In the unlikely event that it isn’t clear to any reader what Seymour means when he speaks in favour of ‘border rectifications’, I should spell it out: he’s saying that the proper solution to the Serb question in Croatia was for part of Croatia’s territory, where Serbs lived, to have been taken from it and annexed to Serbia, thereby creating a ‘Great Serbia’.
Am I being unfair to Seymour ? Is there any other possible way of interpreting his words ?
To remind readers: before the war, roughly half of all Croatian Serbs lived in the areas of Croatia that were occupied by Serb forces in 1991. These areas amounted to nearly one-third of Croatian territory, and the majority of their inhabitants were Croats and other non-Serbs. If all these occupied areas were annexed to a Great Serbian state through ‘border rectifications’, there would still have been roughly three-hundred thousand Serbs remaining in a rump, independent Croatia – including large numbers in the Croatian capital of Zagreb and in other large Croatian cities. So ‘border rectifications’ could not conceivably have provided security for these Serbs; and, of course, they would have provided no security at all for the indigenous non-Serb majority in these lands. In other words, Seymour’s endorsement of Serbian expansionism cannot be justified in terms of supporting minority rights. It amounts simply to a retrospective support for the nationalist war-aims of the imperialist aggressor (NB the official position of Milosevic’s Serbian regime, during the war in Croatia, was that Croatia had the right to secede from Yugoslavia, but that the ‘Serb areas’ of Croatia – i.e. the parts of Croatia occupied by Serb forces – had an equal right to secede from Croatia).
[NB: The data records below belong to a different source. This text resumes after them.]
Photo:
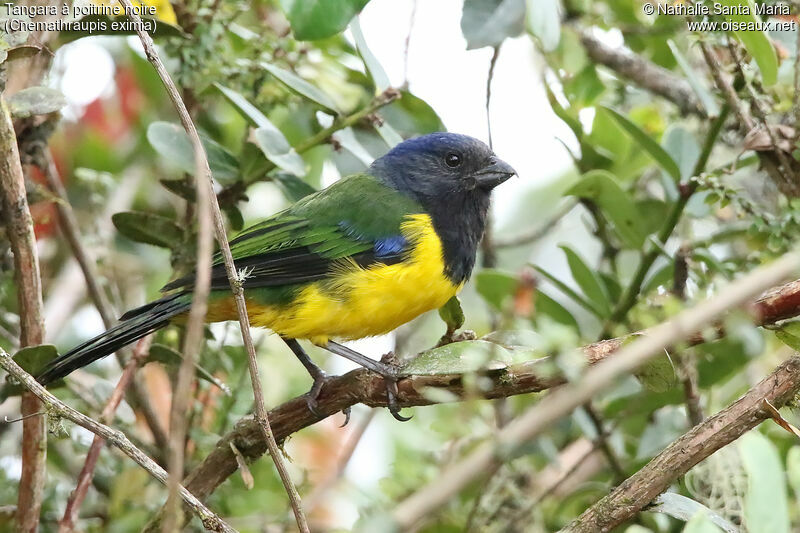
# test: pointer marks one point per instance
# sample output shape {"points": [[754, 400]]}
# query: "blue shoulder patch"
{"points": [[390, 245]]}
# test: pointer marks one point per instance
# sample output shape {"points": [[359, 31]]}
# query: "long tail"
{"points": [[134, 325]]}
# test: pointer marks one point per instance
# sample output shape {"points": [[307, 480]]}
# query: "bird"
{"points": [[357, 259]]}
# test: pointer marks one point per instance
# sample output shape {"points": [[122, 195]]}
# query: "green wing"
{"points": [[358, 218]]}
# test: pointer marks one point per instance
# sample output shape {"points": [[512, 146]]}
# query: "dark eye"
{"points": [[452, 160]]}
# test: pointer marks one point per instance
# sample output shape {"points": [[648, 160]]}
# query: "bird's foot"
{"points": [[312, 397]]}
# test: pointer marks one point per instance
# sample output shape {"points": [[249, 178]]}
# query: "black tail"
{"points": [[134, 325]]}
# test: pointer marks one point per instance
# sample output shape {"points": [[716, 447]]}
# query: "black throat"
{"points": [[459, 221]]}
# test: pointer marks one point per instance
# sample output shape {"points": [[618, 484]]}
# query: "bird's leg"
{"points": [[388, 373], [317, 374]]}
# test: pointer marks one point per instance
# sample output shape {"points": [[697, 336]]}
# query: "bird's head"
{"points": [[435, 166]]}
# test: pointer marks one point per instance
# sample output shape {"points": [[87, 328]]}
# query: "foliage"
{"points": [[662, 210]]}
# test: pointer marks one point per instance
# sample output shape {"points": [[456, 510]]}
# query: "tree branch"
{"points": [[682, 454], [57, 409], [69, 227], [19, 228], [233, 277], [361, 386], [76, 497]]}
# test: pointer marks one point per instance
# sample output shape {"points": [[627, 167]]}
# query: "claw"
{"points": [[391, 400]]}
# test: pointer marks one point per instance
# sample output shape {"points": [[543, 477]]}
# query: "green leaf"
{"points": [[697, 83], [495, 286], [388, 134], [148, 228], [168, 356], [793, 468], [458, 357], [766, 509], [566, 289], [35, 101], [647, 144], [545, 305], [172, 143], [789, 334], [301, 87], [34, 358], [490, 22], [683, 148], [374, 67], [250, 111], [293, 188], [544, 22], [318, 19], [688, 510], [92, 25], [701, 523], [452, 314], [756, 42], [601, 187], [588, 281]]}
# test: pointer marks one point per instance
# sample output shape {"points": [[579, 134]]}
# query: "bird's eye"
{"points": [[452, 160]]}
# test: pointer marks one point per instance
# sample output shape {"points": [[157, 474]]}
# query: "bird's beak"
{"points": [[493, 174]]}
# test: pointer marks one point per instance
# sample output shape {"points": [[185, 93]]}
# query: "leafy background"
{"points": [[586, 246]]}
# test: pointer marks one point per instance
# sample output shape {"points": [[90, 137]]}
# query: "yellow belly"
{"points": [[366, 302]]}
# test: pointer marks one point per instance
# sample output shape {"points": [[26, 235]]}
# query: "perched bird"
{"points": [[359, 258]]}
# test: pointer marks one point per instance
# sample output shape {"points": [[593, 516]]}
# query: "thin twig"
{"points": [[19, 228], [796, 95], [682, 454], [603, 444], [57, 409], [594, 380], [645, 74], [534, 234], [233, 277], [631, 292], [67, 523]]}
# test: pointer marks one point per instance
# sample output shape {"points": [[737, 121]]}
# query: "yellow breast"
{"points": [[362, 302]]}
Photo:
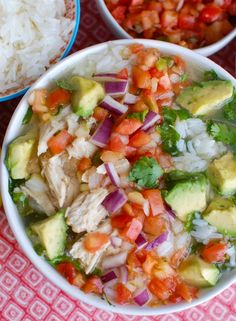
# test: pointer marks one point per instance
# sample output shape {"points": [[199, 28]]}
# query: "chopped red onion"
{"points": [[113, 261], [115, 200], [101, 136], [130, 99], [150, 120], [123, 274], [113, 106], [112, 173], [116, 88], [105, 77], [116, 241], [108, 277], [140, 240], [142, 297], [157, 241]]}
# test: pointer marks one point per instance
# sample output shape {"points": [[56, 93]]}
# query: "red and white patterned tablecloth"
{"points": [[25, 294]]}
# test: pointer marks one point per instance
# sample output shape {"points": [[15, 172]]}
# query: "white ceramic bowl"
{"points": [[194, 61], [119, 32]]}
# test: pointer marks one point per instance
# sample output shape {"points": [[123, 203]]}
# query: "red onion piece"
{"points": [[150, 120], [140, 240], [108, 277], [116, 88], [115, 200], [116, 241], [130, 99], [102, 134], [142, 297], [112, 173], [124, 274], [157, 241], [113, 261], [113, 106]]}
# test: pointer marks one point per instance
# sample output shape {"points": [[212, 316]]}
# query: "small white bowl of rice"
{"points": [[102, 59], [33, 36]]}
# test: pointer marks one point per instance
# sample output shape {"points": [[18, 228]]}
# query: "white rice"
{"points": [[32, 34], [198, 148]]}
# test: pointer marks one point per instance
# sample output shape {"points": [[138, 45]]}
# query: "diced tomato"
{"points": [[210, 14], [100, 113], [155, 200], [159, 288], [84, 164], [214, 252], [185, 291], [123, 295], [186, 21], [58, 97], [119, 13], [141, 78], [123, 74], [128, 126], [133, 229], [93, 285], [78, 280], [169, 19], [149, 263], [139, 139], [116, 144], [154, 225], [136, 47], [59, 142], [94, 241], [110, 156], [67, 270], [120, 220]]}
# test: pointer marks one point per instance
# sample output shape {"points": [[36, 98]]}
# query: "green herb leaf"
{"points": [[211, 75], [229, 110], [188, 225], [28, 116], [139, 115], [146, 172], [169, 137]]}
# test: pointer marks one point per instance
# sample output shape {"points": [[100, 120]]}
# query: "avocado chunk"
{"points": [[86, 96], [221, 213], [52, 234], [18, 156], [199, 273], [188, 196], [222, 174], [205, 97]]}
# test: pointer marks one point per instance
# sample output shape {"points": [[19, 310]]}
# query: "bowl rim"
{"points": [[205, 51], [14, 217], [65, 53]]}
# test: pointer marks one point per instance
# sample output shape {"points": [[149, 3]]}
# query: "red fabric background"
{"points": [[25, 294]]}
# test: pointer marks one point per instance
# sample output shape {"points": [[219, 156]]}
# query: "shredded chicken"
{"points": [[91, 260], [36, 189], [60, 174], [86, 212]]}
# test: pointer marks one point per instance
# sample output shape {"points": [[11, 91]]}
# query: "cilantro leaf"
{"points": [[229, 110], [146, 172], [139, 115], [188, 225], [28, 116], [211, 75], [169, 137]]}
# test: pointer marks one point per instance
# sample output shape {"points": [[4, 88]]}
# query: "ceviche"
{"points": [[189, 23], [125, 175]]}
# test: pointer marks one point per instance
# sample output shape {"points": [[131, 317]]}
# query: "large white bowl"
{"points": [[119, 32], [197, 64]]}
This is not a question of Seymour making an uncharacteristic slip. Yesterday (27 July), Seymour posted an article endorsing the denialist claims of the pro-Milosevic ragsheet Living Marxism concerning Serb concentration camps in Bosnia. Putting the term ‘concentration camps’ in inverted commas, Seymour writes of media coverage of these camps as a ‘deception’. His ire is directed not at the Serb fascists who ran these camps, but at the Western journalists who exposed them: ‘Journalists had effectively become co-belligerents with the Bosnian army and the their mujahideen auxiliaries, and anything that didn’t fit the script contrived by PR companies such as Ruder Finn, which was employed by both Croatian and Bosnian governments, or that of Washington and its allies, was out of the picture.’ Far from running concentration camps, the Serb fascists were merely running ‘a system of camps intended as prisons for those deemed suspect by forces deputised by the Republika Srpska.’ (For those who don’t know: Living Marxism’s denialist claims were discredited when it was successfully sued for libel by ITN over its accusations that ITN had falsified its coverage of these camps – Seymour is endorsing a story has already been very publicly disproved).
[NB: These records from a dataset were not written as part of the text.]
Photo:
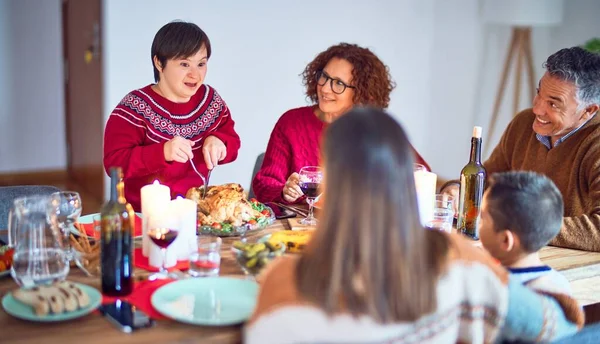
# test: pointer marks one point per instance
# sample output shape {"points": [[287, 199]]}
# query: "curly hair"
{"points": [[370, 76]]}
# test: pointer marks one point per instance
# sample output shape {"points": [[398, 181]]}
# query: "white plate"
{"points": [[23, 311]]}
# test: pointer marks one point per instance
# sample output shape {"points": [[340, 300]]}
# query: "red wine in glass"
{"points": [[311, 190], [162, 237]]}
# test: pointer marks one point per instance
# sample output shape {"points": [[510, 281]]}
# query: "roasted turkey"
{"points": [[223, 203]]}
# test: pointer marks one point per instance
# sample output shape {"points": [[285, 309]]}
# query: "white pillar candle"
{"points": [[425, 186], [155, 198], [162, 218], [185, 211]]}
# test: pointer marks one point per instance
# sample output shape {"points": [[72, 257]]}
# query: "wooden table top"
{"points": [[581, 268], [93, 328]]}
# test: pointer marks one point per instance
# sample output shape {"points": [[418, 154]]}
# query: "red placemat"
{"points": [[141, 262], [140, 297], [89, 227]]}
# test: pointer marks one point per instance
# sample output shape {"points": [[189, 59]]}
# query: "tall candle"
{"points": [[185, 211], [155, 198], [425, 186]]}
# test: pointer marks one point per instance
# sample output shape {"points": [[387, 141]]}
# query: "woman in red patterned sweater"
{"points": [[337, 79], [155, 131]]}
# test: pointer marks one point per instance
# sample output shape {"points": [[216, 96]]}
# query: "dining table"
{"points": [[581, 268]]}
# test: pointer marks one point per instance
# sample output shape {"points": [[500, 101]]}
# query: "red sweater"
{"points": [[294, 143], [144, 121]]}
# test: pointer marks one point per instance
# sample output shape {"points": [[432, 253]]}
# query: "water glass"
{"points": [[206, 261], [443, 214], [97, 221], [39, 257]]}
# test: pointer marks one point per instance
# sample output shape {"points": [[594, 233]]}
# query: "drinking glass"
{"points": [[162, 237], [39, 257], [442, 214], [419, 167], [206, 260], [97, 221], [64, 209], [310, 182]]}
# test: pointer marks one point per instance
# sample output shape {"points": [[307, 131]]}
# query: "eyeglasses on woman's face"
{"points": [[337, 85]]}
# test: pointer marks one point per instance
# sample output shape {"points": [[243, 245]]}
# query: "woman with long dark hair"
{"points": [[372, 273]]}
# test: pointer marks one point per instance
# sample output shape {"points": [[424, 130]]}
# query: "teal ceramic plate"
{"points": [[23, 311], [210, 301]]}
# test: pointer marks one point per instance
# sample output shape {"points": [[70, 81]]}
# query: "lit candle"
{"points": [[155, 198], [425, 186]]}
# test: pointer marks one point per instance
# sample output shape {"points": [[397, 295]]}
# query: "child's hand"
{"points": [[214, 150], [178, 149]]}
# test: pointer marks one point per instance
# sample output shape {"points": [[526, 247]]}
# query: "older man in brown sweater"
{"points": [[560, 137]]}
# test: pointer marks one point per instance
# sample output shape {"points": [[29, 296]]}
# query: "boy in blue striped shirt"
{"points": [[521, 213]]}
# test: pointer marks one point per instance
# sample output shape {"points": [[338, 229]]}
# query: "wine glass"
{"points": [[310, 181], [162, 237], [64, 208]]}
Seymour is on record as describing Milosevic’s dictatorship as ‘a state with an elected government, legal opposition parties, independent trade unions, and opposition demonstrations permitted’. He responded to the International Court of Justice’s recognition of the Srebrenica genocide by continuing to deny that genocide had occurred: ‘the massacre of thousands of men of military age is an atrocity, but under no reasonable definition is it genocide’.
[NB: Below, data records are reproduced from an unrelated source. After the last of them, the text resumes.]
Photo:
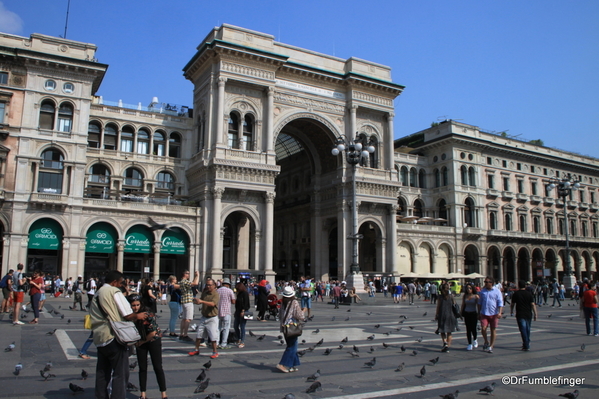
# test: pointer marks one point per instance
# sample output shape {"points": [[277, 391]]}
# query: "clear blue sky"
{"points": [[526, 67]]}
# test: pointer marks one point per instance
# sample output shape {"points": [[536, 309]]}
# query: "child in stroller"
{"points": [[274, 304]]}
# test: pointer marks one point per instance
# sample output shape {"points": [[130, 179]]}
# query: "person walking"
{"points": [[589, 305], [490, 308], [226, 299], [209, 321], [242, 305], [526, 311], [289, 312], [111, 305], [470, 315], [446, 321], [150, 343]]}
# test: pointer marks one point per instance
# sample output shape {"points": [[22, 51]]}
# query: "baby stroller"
{"points": [[274, 304]]}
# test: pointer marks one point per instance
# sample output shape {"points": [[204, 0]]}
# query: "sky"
{"points": [[529, 68]]}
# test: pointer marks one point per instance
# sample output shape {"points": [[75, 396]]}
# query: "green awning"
{"points": [[45, 234], [174, 242], [139, 240], [101, 237]]}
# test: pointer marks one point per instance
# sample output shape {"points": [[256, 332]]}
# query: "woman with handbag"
{"points": [[445, 317], [291, 317], [150, 343]]}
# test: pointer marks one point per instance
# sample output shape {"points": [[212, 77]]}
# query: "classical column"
{"points": [[120, 254], [389, 142], [220, 110], [267, 229], [157, 245], [270, 93]]}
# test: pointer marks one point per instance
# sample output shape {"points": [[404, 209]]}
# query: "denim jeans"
{"points": [[587, 319], [174, 307], [224, 325], [239, 327], [290, 357], [524, 327]]}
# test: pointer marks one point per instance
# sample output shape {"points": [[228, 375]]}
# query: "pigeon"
{"points": [[453, 395], [202, 376], [203, 385], [45, 375], [570, 395], [157, 226], [488, 389], [315, 386], [313, 377], [131, 387], [75, 388]]}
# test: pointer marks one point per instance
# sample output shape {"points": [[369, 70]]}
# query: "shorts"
{"points": [[187, 311], [18, 296], [210, 326], [306, 302], [492, 321]]}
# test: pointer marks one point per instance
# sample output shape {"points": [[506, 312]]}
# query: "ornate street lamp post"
{"points": [[357, 151], [565, 187]]}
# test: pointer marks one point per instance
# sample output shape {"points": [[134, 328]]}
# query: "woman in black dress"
{"points": [[444, 315]]}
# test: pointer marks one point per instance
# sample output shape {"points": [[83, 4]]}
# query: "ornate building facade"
{"points": [[245, 180]]}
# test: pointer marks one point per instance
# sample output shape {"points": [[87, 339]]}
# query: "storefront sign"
{"points": [[45, 234]]}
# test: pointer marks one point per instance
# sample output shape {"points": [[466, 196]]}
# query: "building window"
{"points": [[65, 117], [50, 174], [47, 115], [93, 135], [159, 143], [174, 145]]}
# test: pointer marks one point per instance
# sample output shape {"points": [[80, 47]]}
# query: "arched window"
{"points": [[165, 181], [248, 133], [174, 145], [233, 133], [143, 142], [444, 175], [51, 172], [133, 179], [472, 176], [110, 133], [93, 135], [65, 117], [159, 143], [47, 111], [127, 139]]}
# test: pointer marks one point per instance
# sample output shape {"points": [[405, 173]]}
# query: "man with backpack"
{"points": [[6, 285]]}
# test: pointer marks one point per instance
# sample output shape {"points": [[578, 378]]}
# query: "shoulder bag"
{"points": [[292, 329], [124, 332]]}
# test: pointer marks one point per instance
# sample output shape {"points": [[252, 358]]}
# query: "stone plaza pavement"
{"points": [[249, 373]]}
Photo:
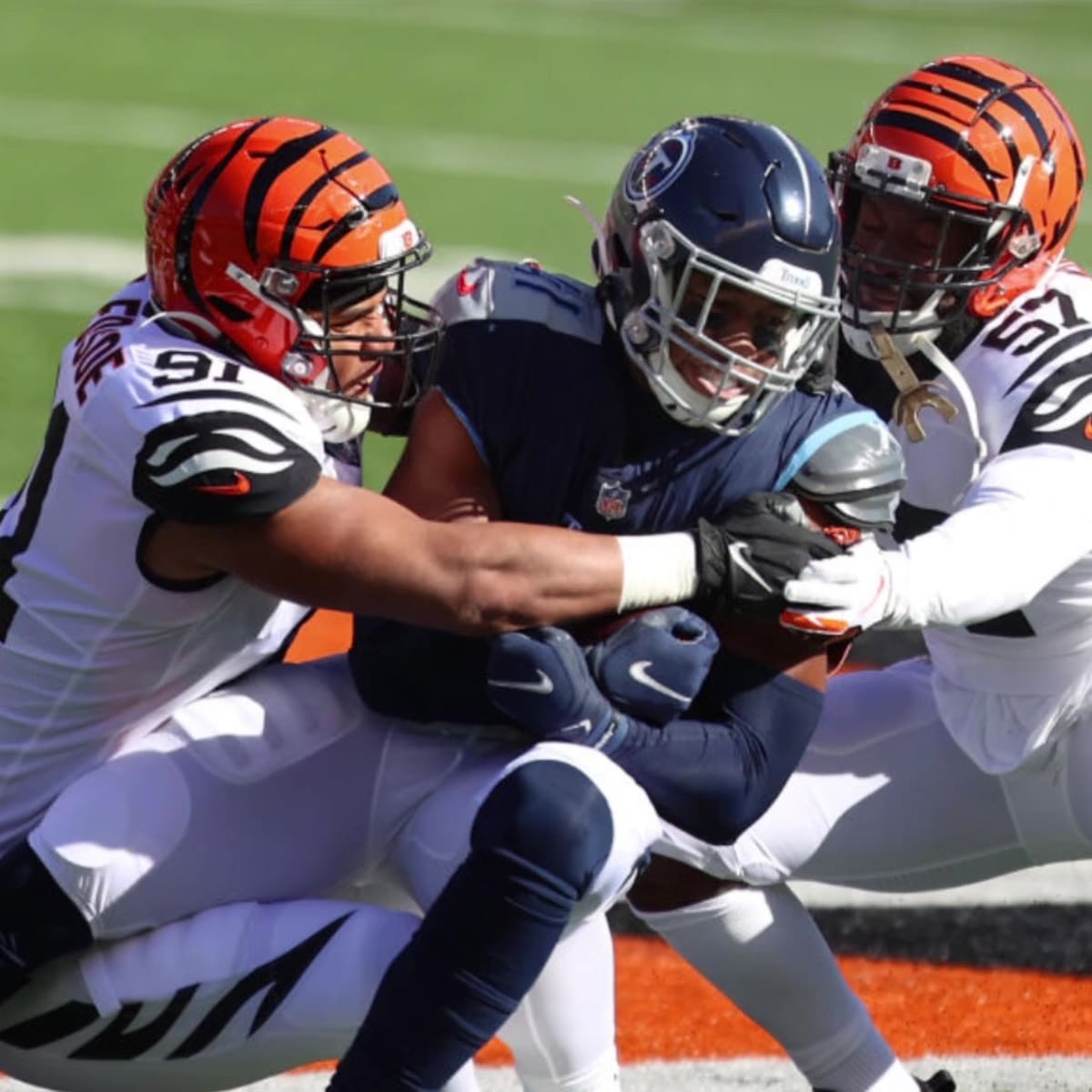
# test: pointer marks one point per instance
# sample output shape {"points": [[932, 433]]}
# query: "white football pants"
{"points": [[281, 787]]}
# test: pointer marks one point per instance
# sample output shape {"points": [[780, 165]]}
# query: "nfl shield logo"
{"points": [[612, 500]]}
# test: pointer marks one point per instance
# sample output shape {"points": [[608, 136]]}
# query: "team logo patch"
{"points": [[656, 167], [612, 501]]}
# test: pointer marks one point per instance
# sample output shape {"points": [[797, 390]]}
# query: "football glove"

How do you describe someone who denies a Serb genocide that has been recognised by three different international courts; who supports Serbian territorial expansion; who portrays Milosevic’s Serbia as a democracy; and who endorses Living Marxism’s already discredited denial of the existence of Serb concentration-camps ?
One thing’s for sure: you don’t describe him as someone who ‘doesn’t take sides’.